Anonymous asks:

Do you think evasiveness and accuracy should be actual stats rather than just background stats that are the same for every pokemon unless altered in-battle by some sort of move.

I’m going to go with “no.”

Partly this is because I think the game is just better with ‘safe’ attack options, stuff you can always rely on to hit, which wouldn’t be possible with accuracy and evasion as base stats.  Mostly, though, it’s because this would make risk/reward calculations impossible and utterly invalidate a lot of the strategic thinking involved in the game.  Think about it.  If accuracy and evasion are base stats, then both will have EVs and IVs associated with them, and there’s no way you can know how much effort an opponent’s Pokémon has invested in accuracy or evasion.  With most of the other stats you can often make a rough estimate after seeing an attack or two, because if you know approximately how much damage your Pokémon tend to deal or take from different opponents (which you can get a feel for by spending time in the Battle Subway or whatever), you can say things like “well, that’s a lot more than I’d expect; he must have trained very heavily in special attack.”  For accuracy and evasion, though, a single hit or miss tells you nothing; you’d probably need to observe one Pokémon over several battles.  This being the case, not only can you no longer be sure an attack will hit, you can’t even know how likely an attack is to hit!  There is no longer any such thing as a calculated risk under those circumstances, and I just don’t think that’s an improvement.

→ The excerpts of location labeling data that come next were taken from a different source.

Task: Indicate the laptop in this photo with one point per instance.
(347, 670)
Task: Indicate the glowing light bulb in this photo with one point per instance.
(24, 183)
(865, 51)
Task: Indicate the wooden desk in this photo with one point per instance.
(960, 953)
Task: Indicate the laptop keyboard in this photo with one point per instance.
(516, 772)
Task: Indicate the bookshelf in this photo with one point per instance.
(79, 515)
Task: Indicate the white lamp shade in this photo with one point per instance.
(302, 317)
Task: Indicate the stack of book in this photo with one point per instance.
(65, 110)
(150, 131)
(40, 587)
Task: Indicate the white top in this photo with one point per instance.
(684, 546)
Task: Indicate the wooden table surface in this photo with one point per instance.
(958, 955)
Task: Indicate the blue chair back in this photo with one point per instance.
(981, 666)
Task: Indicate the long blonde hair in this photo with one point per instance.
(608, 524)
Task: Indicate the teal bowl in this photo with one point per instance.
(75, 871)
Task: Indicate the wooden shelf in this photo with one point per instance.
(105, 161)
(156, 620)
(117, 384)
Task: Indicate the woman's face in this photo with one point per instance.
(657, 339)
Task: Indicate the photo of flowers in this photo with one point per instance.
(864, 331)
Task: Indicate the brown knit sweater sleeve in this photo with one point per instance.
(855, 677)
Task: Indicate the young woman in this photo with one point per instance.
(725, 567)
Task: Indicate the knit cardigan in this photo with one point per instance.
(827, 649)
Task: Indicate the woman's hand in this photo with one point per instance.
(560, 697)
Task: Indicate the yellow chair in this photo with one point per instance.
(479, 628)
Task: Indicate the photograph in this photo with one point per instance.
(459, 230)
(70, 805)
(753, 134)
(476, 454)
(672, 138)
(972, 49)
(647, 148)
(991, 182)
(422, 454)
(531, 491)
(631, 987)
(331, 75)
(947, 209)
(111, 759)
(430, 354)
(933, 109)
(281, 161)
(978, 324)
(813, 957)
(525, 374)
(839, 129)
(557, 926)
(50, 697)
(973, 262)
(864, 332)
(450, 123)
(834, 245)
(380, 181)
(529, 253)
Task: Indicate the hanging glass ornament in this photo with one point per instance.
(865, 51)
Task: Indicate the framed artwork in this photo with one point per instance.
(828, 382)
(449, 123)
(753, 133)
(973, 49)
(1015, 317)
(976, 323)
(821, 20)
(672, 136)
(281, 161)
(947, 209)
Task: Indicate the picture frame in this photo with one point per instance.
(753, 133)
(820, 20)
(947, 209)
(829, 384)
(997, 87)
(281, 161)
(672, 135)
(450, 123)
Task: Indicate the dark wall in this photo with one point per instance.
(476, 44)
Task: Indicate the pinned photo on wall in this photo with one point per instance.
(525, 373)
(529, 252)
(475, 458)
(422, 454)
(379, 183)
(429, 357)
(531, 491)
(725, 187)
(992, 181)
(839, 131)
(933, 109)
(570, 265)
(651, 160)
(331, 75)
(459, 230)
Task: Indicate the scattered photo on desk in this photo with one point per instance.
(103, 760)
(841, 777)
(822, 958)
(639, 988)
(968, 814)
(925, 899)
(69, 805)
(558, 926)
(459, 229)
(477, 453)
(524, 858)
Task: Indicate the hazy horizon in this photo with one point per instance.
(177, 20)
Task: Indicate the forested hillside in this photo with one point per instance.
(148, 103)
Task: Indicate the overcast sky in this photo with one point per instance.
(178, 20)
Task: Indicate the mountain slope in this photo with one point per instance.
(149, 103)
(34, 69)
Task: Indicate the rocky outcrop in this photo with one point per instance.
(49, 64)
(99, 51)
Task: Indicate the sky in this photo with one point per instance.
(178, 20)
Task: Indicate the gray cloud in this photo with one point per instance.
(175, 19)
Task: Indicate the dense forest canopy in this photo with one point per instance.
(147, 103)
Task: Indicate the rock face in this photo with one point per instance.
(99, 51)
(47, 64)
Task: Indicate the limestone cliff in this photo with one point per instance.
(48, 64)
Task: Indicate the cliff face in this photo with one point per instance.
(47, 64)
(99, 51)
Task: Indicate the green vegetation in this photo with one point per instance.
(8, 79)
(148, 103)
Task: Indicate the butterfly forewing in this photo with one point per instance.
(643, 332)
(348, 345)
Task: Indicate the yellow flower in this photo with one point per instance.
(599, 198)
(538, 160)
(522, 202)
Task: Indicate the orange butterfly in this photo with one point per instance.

EDIT: I suppose it might be nice to add a level factor to the equation that determines whether attacks hit or miss, so that Pokémon of high levels are more likely to dodge attacks from Pokémon of low levels, and so forth, but I’m not totally sure about the actual value of doing that – and it would make AI opponents who rely on their inflated levels to compensate for their lack of effort training, like the Elite Four, incredibly frustrating.